Hüseyin Yaprak ist oft am Sonntagmorgen im Gottesdienst anzutreffen. Die Kirche ist ihm Zufluchtsort, und im Gottesdienst erfährt er Gottes Gegenwart und Trost.
Yaprak erzählt: Am 1. Januar 1967 wurde ich in einem Stall in Wärän geboren, eine Viertelstunde nach meinem Zwillingsbruder. Der kurdische Name des Dorfes existiert nicht mehr, denn er wurde von der Türkei in Türkmenören umbenannt. Aufgewachsen bin ich in einer kurdischen Familie. Die Kurden sind ein altes christliches Volk. Mein Grossvater erlebte, wie in unserem Dorf die grosse christliche Kirche zerstört und aus deren Steinen eine Moschee gebaut wurde.

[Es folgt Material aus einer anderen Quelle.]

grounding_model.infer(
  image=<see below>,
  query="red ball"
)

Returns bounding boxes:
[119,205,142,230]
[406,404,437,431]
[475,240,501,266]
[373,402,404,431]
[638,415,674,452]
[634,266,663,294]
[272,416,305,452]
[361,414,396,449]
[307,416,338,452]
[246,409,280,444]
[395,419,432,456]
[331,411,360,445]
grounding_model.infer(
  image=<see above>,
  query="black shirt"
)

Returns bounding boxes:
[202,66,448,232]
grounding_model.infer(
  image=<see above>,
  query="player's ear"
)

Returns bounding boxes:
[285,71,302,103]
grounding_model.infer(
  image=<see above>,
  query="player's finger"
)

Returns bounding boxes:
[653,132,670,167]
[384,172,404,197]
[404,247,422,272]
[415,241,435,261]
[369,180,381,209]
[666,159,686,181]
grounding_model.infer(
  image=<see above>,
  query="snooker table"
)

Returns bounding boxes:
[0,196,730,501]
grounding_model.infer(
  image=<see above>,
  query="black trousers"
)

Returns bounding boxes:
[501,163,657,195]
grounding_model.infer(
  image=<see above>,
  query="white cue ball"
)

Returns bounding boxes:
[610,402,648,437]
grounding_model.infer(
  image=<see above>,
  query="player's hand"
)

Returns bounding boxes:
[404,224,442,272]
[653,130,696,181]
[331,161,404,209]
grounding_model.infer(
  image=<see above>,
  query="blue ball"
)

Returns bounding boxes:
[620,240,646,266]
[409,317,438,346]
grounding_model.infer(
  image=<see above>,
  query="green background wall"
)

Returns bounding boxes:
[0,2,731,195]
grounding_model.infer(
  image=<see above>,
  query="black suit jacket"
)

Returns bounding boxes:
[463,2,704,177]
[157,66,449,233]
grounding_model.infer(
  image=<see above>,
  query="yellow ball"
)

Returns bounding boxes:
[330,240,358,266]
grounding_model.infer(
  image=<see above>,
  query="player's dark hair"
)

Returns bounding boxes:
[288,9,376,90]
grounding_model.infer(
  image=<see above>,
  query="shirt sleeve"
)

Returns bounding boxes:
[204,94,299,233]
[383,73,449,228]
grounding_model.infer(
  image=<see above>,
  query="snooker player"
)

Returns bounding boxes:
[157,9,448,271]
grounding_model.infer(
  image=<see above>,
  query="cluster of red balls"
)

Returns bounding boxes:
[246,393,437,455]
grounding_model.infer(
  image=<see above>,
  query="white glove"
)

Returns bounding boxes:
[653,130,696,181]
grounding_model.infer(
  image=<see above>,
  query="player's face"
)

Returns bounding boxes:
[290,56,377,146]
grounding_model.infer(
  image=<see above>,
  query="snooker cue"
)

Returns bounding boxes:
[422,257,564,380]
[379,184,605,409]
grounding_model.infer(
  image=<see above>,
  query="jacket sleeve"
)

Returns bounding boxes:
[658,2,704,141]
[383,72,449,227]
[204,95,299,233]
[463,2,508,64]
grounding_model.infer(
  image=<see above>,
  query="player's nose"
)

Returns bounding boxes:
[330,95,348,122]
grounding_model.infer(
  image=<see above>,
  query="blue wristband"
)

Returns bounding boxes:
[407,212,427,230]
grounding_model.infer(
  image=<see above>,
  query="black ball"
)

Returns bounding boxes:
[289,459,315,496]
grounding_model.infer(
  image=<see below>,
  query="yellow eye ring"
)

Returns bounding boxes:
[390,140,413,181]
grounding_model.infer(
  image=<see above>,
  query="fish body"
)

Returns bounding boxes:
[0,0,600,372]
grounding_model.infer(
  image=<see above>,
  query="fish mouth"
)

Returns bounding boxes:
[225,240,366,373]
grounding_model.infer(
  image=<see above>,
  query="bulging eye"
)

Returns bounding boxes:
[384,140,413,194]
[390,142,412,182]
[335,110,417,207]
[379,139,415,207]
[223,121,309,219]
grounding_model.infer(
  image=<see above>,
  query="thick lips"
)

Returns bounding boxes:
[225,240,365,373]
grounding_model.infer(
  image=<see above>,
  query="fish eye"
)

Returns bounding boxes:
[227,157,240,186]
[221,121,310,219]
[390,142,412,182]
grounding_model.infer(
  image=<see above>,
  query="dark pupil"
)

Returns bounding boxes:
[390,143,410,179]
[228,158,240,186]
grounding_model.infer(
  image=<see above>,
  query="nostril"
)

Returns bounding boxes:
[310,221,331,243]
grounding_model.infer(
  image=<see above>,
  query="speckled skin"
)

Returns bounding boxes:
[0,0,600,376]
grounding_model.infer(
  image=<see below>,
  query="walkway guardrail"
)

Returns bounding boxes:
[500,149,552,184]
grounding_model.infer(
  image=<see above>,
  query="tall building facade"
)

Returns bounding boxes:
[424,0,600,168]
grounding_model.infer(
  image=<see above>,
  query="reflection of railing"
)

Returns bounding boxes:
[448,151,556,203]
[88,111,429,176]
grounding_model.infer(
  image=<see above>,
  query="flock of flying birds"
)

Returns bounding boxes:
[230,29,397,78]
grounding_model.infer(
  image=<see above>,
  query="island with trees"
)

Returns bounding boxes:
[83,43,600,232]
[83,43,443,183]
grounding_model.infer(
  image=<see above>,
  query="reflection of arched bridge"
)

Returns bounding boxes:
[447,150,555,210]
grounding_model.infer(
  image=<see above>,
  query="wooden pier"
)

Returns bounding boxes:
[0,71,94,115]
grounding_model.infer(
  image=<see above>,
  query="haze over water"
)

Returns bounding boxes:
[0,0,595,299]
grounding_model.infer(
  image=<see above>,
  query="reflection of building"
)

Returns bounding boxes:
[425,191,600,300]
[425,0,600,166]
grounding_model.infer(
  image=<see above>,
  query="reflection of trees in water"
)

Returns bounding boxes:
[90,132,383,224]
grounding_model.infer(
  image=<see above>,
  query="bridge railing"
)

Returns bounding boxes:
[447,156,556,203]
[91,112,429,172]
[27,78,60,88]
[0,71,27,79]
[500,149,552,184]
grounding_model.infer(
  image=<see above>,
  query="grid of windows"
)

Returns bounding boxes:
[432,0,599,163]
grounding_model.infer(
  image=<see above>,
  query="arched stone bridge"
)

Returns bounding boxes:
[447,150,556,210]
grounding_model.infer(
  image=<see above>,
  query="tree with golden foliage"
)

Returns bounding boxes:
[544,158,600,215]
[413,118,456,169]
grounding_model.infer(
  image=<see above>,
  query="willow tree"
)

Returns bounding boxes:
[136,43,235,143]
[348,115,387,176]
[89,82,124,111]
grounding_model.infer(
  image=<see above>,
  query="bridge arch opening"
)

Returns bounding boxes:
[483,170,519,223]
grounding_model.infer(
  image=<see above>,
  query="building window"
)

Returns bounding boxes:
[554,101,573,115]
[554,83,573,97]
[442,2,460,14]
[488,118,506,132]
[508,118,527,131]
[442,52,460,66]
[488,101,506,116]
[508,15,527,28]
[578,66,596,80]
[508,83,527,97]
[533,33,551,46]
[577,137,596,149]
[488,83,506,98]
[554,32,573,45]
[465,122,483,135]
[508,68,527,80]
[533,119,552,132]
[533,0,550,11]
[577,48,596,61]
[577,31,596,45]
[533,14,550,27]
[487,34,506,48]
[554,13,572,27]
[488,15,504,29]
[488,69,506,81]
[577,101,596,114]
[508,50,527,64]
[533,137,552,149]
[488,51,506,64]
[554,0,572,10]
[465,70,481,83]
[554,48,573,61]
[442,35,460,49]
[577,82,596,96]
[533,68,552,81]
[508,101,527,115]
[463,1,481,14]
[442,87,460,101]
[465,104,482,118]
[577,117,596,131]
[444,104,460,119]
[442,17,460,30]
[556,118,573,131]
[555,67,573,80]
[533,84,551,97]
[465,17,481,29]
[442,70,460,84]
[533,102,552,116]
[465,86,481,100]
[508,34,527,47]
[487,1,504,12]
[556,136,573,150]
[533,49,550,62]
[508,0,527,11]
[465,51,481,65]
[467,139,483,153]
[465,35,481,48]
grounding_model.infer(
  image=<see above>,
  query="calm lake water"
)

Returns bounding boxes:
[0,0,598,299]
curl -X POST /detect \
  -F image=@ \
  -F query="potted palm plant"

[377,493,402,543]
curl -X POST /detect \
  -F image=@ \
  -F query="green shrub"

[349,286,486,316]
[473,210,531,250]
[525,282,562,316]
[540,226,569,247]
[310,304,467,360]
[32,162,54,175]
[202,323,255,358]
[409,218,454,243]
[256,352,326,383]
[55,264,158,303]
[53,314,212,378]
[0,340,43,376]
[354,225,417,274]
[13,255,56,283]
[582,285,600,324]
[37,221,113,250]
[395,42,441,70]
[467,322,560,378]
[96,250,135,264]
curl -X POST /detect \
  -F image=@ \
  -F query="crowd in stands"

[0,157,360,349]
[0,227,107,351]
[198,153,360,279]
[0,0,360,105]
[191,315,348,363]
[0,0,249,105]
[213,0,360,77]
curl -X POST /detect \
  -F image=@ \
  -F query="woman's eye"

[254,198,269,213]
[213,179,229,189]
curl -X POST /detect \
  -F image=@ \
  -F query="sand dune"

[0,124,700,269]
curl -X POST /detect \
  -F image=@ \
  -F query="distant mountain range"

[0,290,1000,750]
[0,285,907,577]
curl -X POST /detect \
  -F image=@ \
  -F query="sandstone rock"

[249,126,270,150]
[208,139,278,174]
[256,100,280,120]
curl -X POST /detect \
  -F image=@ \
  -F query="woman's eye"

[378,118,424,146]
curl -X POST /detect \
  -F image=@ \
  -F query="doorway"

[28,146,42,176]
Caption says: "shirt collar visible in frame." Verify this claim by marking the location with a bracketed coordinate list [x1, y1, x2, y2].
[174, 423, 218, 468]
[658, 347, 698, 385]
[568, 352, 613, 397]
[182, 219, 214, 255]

Unsere Eltern haben uns dazu erzogen, grosszügig und gastfreundlich zu leben. In den Jahren, die mein Vater in Deutschland und in der Schweiz gearbeitet hat, hat er gesehen, wie ein Leben in Freiheit aussieht. Zurück in der Heimat hat er sich gegen die Unterdrückung der Kurden eingesetzt. Uns Kinder hat er dazu angehalten, gewaltlos für Gerechtigkeit und Freiheit zu kämpfen. Obwohl mein Vater ein friedliebender Mensch war, wurde er 1986 verhaftet. Auch mein Zwillingsbruder und ich wurden ins Gefängnis gesteckt. Unter Folter wurden wir gezwungen, uns für ein Verbrechen schuldig zu bekennen.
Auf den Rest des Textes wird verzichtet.